The Douglaston Club, in the former mansion of the Van Zandt family, is a social hub that offers three-lane bowling, two swimming pools, and five tennis courts (formerly used by John McEnroe, who lived on Beverly Road). Club membership requires an initial fee of $ 6,500 and a monthly membership fee of $ 250; members are also required to spend $ 350 each quarter on food and drink.

But the mansion’s grassy, ​​open fringes – owned collectively, rather than controlled by private owners, as in other waterfront areas – are free.

Near the neighborhood border is Public School 98, the highly regarded Douglaston School, which caters for students from Kindergarten to Grade 5. Of the school’s approximately 280 students, about 46 percent are white, 31 percent are Asian, 14 percent are Latino and 4 percent are black, according to state data. In 2019 state exams (the most recent available), 79% of students met English standards, compared to 48% citywide; 81 percent met math standards, compared to 50 percent citywide.

A nearby public college is Louis Pasteur Middle School 67, on Marathon Parkway, for grades six to eight; a nearby high school is Benjamin N. Cardozo High School in Bayside. In 2019, the average high school SAT scores, which has a 92% graduation rate, were 548 in reading and writing and 573 in math, compared to 491 and 496 citywide.

“The school system is becoming more diverse,” said Moira Casey, a lawyer who moved to the Manor in the early 1960s, raised children there and now lives in a four-bedroom mansard-roofed house she bought in. 1989. for $ 350,000.

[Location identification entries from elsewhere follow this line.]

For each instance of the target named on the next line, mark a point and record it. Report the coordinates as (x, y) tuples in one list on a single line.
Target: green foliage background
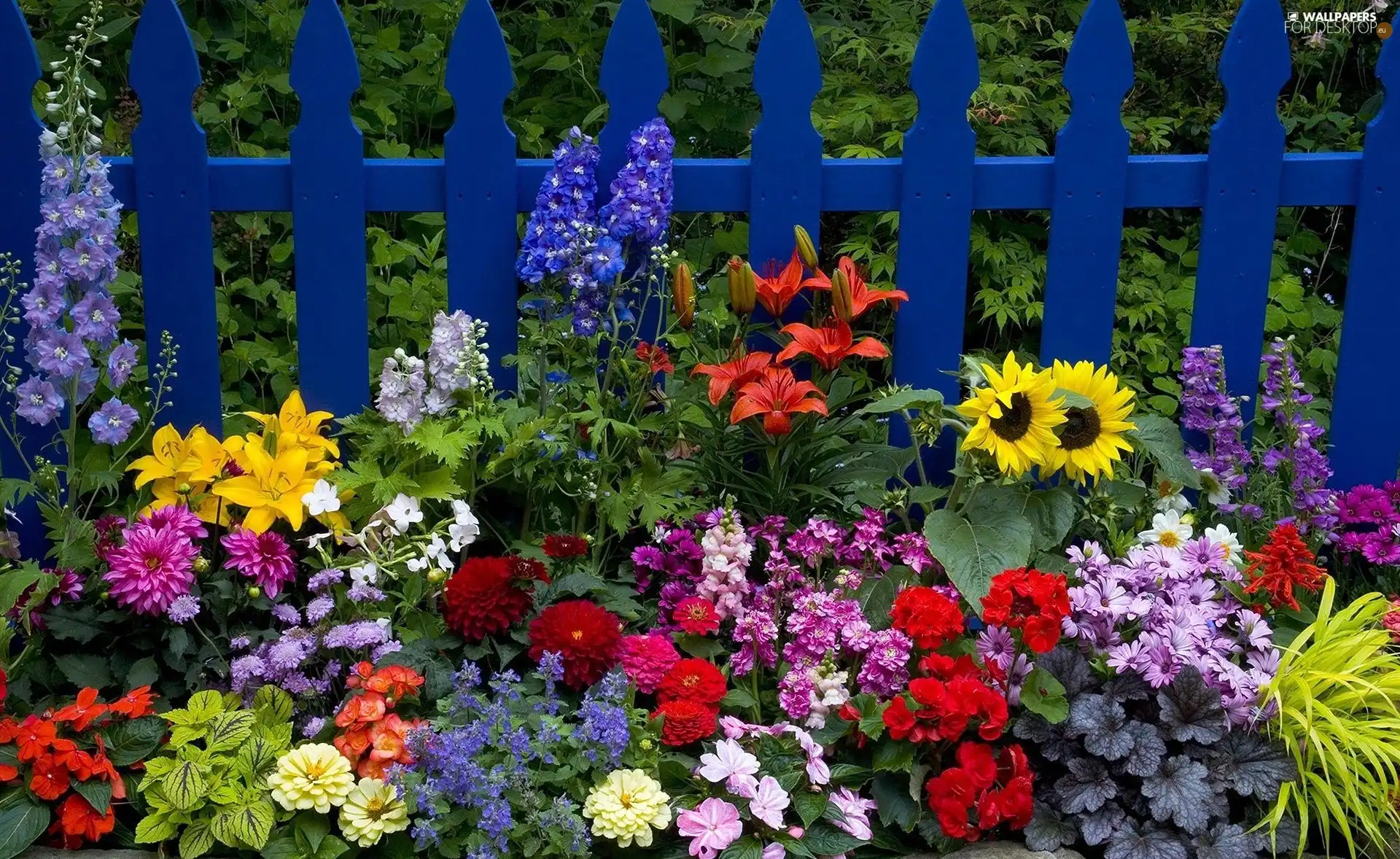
[(248, 108)]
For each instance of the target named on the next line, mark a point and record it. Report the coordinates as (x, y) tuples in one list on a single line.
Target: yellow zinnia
[(1014, 416), (371, 812), (628, 806), (271, 487), (311, 777), (1091, 437)]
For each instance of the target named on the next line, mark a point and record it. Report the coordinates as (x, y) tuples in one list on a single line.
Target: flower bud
[(742, 287), (805, 249), (841, 295), (683, 295)]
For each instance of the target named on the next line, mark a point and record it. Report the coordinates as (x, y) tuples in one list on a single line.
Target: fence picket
[(1365, 409), (328, 217), (1241, 207), (936, 203), (1091, 184), (479, 166), (171, 161), (20, 171), (786, 179)]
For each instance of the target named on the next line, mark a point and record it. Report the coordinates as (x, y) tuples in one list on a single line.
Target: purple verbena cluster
[(1161, 609)]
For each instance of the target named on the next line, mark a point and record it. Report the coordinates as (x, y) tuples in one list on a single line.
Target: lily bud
[(841, 295), (744, 290), (805, 249), (683, 295)]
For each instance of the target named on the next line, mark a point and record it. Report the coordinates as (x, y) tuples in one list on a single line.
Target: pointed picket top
[(633, 77), (945, 70), (1256, 62), (164, 69), (325, 71), (1098, 73)]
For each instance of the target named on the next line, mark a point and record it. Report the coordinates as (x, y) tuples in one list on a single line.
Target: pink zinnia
[(648, 658), (713, 825), (152, 568), (262, 557)]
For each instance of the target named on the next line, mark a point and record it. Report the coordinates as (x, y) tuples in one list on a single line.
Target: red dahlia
[(564, 546), (489, 595), (696, 616), (692, 680), (685, 722), (586, 634)]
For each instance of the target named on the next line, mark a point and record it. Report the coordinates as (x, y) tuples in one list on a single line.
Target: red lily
[(776, 292), (733, 376), (829, 344), (861, 295), (777, 396)]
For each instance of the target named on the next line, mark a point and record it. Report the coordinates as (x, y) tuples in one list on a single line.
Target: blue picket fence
[(481, 185)]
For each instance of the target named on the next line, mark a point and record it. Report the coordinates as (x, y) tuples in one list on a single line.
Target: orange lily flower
[(777, 290), (861, 295), (777, 396), (829, 344), (733, 376)]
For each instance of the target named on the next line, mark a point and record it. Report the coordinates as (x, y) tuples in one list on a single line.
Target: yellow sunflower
[(1014, 416), (1091, 437)]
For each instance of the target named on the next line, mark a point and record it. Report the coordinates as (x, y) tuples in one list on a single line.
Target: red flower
[(696, 616), (82, 711), (733, 376), (829, 344), (863, 297), (777, 396), (656, 357), (135, 704), (48, 778), (685, 722), (1280, 564), (79, 820), (564, 546), (928, 616), (692, 680), (488, 595), (584, 634)]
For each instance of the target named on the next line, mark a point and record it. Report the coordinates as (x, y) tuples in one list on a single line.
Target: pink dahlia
[(648, 659), (266, 559), (150, 568)]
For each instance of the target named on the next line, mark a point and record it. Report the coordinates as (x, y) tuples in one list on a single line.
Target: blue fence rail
[(481, 185)]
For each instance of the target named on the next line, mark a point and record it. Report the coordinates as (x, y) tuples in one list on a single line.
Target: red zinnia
[(928, 616), (692, 680), (583, 633), (685, 722), (1280, 564), (696, 616), (489, 595), (564, 546)]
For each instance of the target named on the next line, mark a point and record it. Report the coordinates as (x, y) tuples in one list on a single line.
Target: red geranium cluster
[(981, 792), (944, 704), (688, 699), (1030, 601), (52, 764), (486, 596), (928, 618), (374, 738)]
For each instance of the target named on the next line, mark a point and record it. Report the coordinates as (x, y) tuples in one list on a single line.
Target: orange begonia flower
[(733, 376), (829, 344), (777, 396)]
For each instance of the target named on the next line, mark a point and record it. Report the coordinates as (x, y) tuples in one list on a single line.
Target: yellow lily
[(271, 487)]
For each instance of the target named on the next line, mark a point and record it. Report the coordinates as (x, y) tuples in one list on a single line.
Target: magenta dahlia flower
[(150, 568), (266, 559)]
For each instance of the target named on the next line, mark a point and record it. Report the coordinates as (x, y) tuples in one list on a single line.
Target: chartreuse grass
[(1337, 699)]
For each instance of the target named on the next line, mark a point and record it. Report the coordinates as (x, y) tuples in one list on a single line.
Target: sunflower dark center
[(1015, 419), (1081, 429)]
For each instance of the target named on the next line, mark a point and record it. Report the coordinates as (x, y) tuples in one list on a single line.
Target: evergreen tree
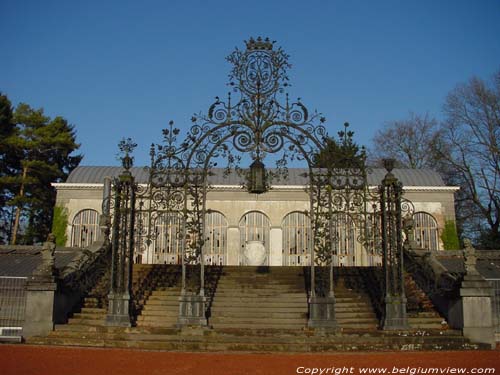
[(44, 147), (9, 166)]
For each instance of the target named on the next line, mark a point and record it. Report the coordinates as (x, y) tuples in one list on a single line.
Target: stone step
[(260, 321), (93, 316), (260, 315), (141, 319), (159, 313), (243, 303), (93, 310), (182, 345), (260, 309), (160, 307), (84, 321)]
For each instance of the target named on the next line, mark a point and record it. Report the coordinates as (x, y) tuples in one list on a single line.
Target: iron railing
[(12, 305)]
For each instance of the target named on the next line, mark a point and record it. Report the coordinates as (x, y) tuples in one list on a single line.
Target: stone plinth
[(39, 315), (322, 312), (476, 295), (395, 317), (192, 310), (118, 310)]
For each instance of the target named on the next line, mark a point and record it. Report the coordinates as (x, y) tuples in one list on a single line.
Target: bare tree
[(469, 147), (409, 141)]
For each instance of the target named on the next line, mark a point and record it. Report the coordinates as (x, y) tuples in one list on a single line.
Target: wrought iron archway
[(257, 119)]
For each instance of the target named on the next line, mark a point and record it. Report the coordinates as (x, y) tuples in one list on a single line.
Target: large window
[(254, 226), (167, 243), (426, 231), (85, 228), (297, 239), (216, 238), (344, 239)]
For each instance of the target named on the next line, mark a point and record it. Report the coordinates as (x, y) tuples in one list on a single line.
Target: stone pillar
[(122, 247), (233, 246), (322, 312), (391, 190), (276, 247), (40, 292), (476, 294)]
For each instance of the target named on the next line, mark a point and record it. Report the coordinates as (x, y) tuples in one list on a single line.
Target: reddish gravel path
[(41, 360)]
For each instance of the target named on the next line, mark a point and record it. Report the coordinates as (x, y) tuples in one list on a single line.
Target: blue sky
[(125, 68)]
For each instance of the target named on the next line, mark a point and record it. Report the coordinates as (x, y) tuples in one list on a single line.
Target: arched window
[(297, 239), (426, 231), (85, 229), (167, 242), (216, 238), (254, 226), (344, 239)]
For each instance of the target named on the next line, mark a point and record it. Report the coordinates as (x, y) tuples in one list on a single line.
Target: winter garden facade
[(278, 218)]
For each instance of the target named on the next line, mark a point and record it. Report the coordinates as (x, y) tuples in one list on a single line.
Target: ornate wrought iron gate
[(256, 120)]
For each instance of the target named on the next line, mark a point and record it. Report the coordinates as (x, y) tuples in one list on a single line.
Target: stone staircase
[(252, 309), (422, 313), (260, 298), (353, 308), (159, 306)]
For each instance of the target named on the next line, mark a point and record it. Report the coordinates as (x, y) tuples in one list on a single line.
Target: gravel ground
[(52, 360)]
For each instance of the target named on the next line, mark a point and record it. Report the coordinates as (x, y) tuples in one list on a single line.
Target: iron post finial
[(389, 164)]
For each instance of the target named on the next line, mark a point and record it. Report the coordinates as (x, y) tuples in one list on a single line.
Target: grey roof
[(488, 263), (296, 176), (21, 261)]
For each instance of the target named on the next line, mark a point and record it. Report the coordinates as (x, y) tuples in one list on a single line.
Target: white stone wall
[(234, 203)]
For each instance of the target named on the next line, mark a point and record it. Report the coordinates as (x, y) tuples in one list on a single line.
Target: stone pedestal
[(322, 312), (118, 310), (192, 310), (233, 247), (39, 314), (276, 247), (395, 317), (476, 295), (255, 253)]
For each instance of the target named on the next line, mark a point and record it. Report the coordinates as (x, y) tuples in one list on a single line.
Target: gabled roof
[(296, 176)]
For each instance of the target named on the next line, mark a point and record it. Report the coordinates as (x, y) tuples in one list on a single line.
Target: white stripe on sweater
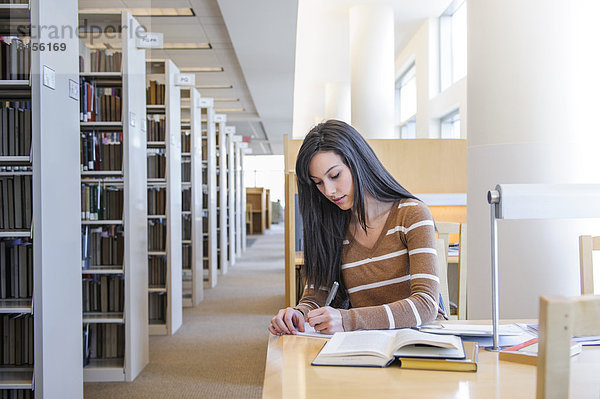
[(378, 284), (416, 313), (375, 259), (390, 316), (407, 229)]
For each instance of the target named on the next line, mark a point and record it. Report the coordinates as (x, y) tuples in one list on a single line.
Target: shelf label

The nearby Douglaston station on the Port Washington line of the Long Island Rail Road has four trains to Pennsylvania Station from 6 a.m. to 9 a.m., a trip that takes 28 to 34 minutes. Monthly passes cost $ 234 and street parking is available.

But many residents drive to Manhattan because the Manor is close to the Cross Island Parkway and the Long Island Expressway.

The manor house’s oldest house, 126 West Drive, has sections that date back to 1735. Built by Cornelius Van Wyck, the son of a Dutch settler, it is now owned by Peter Ermish, 65, who stumbled upon the house in as a son obsessed with the story of a butcher, who grew up on nearby 245th Street.

In 2017, Mr. Ermish, a retired electronics executive, purchased his childhood ‘rosebud’ for nearly $ 3 million, investing a similar amount in a refurbishment to consolidate the structure and style his. rooms in the decor of different eras of early America. It also plans to feature portraits of the country’s founders, as well as muskets and earthenware.

“I try to be a good steward of the property,” he said, “because I love Douglas Manor and I love New York.”